30–60 minute procedure under local anesthesia. Return to normal activity the next day. Sports — after 4–6 weeks. No hospitalization, no rehabilitation center.

Choose the method by your diagnosis

PRP-therapy

Osteoarthritis I–II, tendinitis, mild bursitis. 2–3 procedures with 3–4 week intervals. Learn more →

CGF + Lipogems®

Osteoarthritis II–III, chronic tendinopathy, rheumatoid arthritis (locally), bursitis. The main MIBRAR® protocol.

BMAC

Avascular necrosis, osteoporotic fractures, severe stage III osteoarthritis. Bone marrow concentrate contains hematopoietic and mesenchymal cells. Stem cells →

Frequently asked questions

What is the fundamental difference between arthritis and osteoarthritis?

Osteoarthritis is mechanical cartilage breakdown (wear), while arthritis is inflammation of immune or metabolic origin. Osteoarthritis usually affects 1–2 joints (knee, hip), arthritis affects multiple symmetric small joints. Morning stiffness in osteoarthritis lasts under 30 minutes, in arthritis over 60 minutes. Tests: arthritis shows elevated ESR, CRP, RF, anti-CCP — in osteoarthritis these are normal. Treatment differs fundamentally.

Can osteoarthritis be cured?

Complete restoration of cartilage to its original state is not yet possible. However, progression can be halted and pain significantly reduced. MIBRAR® at stages I–II achieves full cartilage regeneration to its original state; at stage III it reduces pain and delays joint replacement by 5–10 years. Stage IV is an indication for prosthesis.

Why are corticosteroid injections not used for osteoarthritis and bursitis?

Corticosteroids provide rapid relief (2–4 weeks), but with repeated use they damage cartilage, weaken tendons, and cause osteoporosis and avascular necrosis. The FDA recommends no more than 3 injections per year per joint. MIBRAR® uses only autologous growth factors and stem cells — without steroids.

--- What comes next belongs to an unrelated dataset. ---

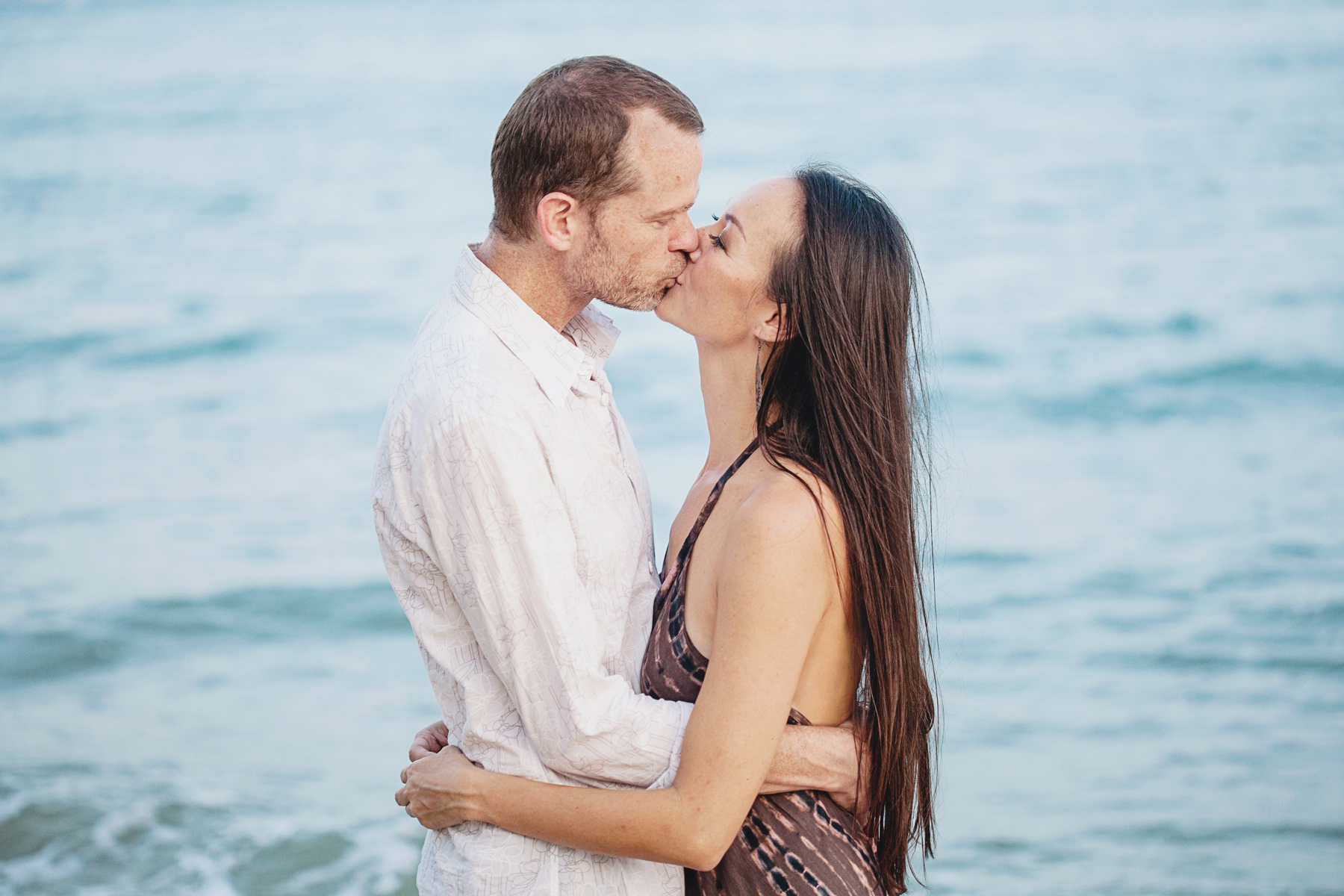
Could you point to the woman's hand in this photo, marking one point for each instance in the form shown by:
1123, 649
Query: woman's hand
429, 741
440, 788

What is autoimmune arthritis?

Forms of arthritis where the immune system attacks the joints own tissues. Rheumatoid arthritis (RF, anti-CCP antibodies), psoriatic (with skin psoriasis), ankylosing spondylitis (HLA-B27). Treatment is disease-modifying therapy (methotrexate, biologics) under a rheumatologist. MIBRAR® complements it by regenerating already-damaged joints.

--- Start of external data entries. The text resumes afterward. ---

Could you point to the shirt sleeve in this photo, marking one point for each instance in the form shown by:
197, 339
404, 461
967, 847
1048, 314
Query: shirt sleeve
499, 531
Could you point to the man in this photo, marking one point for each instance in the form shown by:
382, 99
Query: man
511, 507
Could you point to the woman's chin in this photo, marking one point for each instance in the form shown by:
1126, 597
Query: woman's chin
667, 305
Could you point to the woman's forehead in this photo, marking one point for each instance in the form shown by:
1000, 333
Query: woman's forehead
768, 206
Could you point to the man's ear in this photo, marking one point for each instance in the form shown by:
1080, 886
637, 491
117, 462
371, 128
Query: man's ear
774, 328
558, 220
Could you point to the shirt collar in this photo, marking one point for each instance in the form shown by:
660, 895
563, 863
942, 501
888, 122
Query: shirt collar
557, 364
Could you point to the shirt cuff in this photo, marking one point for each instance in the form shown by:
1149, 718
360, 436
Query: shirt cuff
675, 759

What tests are needed when arthritis is suspected?

Minimum: ESR, CRP, complete blood count, rheumatoid factor (RF), anti-cyclic citrullinated peptide (anti-CCP), uric acid, HLA-B27, ANA. If needed — joint puncture with synovial fluid analysis. Doppler ultrasound of joints detects active synovitis.

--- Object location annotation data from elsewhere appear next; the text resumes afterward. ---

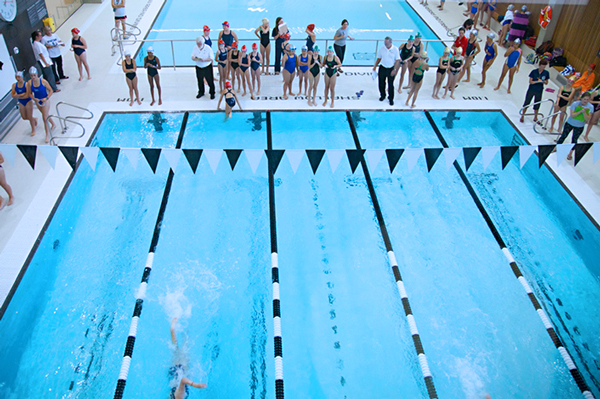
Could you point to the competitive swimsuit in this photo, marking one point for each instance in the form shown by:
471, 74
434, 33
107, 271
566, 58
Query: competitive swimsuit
418, 77
562, 102
444, 63
417, 51
330, 67
470, 48
39, 92
455, 64
234, 56
309, 43
229, 100
512, 58
254, 64
304, 68
290, 64
244, 61
490, 52
77, 50
227, 38
152, 71
129, 75
222, 58
316, 69
264, 38
22, 90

Is avascular necrosis dangerous?

Very. Without treatment, necrosis progresses over 6–18 months to bone collapse (most often the femoral head) and requires joint replacement. At early stages (ARCO I–II), decompression + injection of bone marrow concentrate (BMAC) restores blood supply and preserves the joint in 70–80% of cases. Early MRI is the key success factor.

What to do with an osteoporosis diagnosis?

Confirm with DEXA scan (T-score below -2.5). Assess risk factors (age, sex, prior fractures, corticosteroids, smoking). Treatment: calcium + vitamin D, bisphosphonates or denosumab, strength exercises, fall prevention. For fractures, MIBRAR® accelerates consolidation through BMAC injection into the fracture site.

Can MIBRAR® be combined with disease-modifying arthritis therapy?

Yes, this is the optimal combination. Disease-modifying therapy (methotrexate, biologics) suppresses systemic inflammation. MIBRAR® locally regenerates already-damaged joints. NSAIDs are stopped 7 days before MIBRAR®; disease-modifying therapy continues unchanged. Always coordinated with the treating rheumatologist.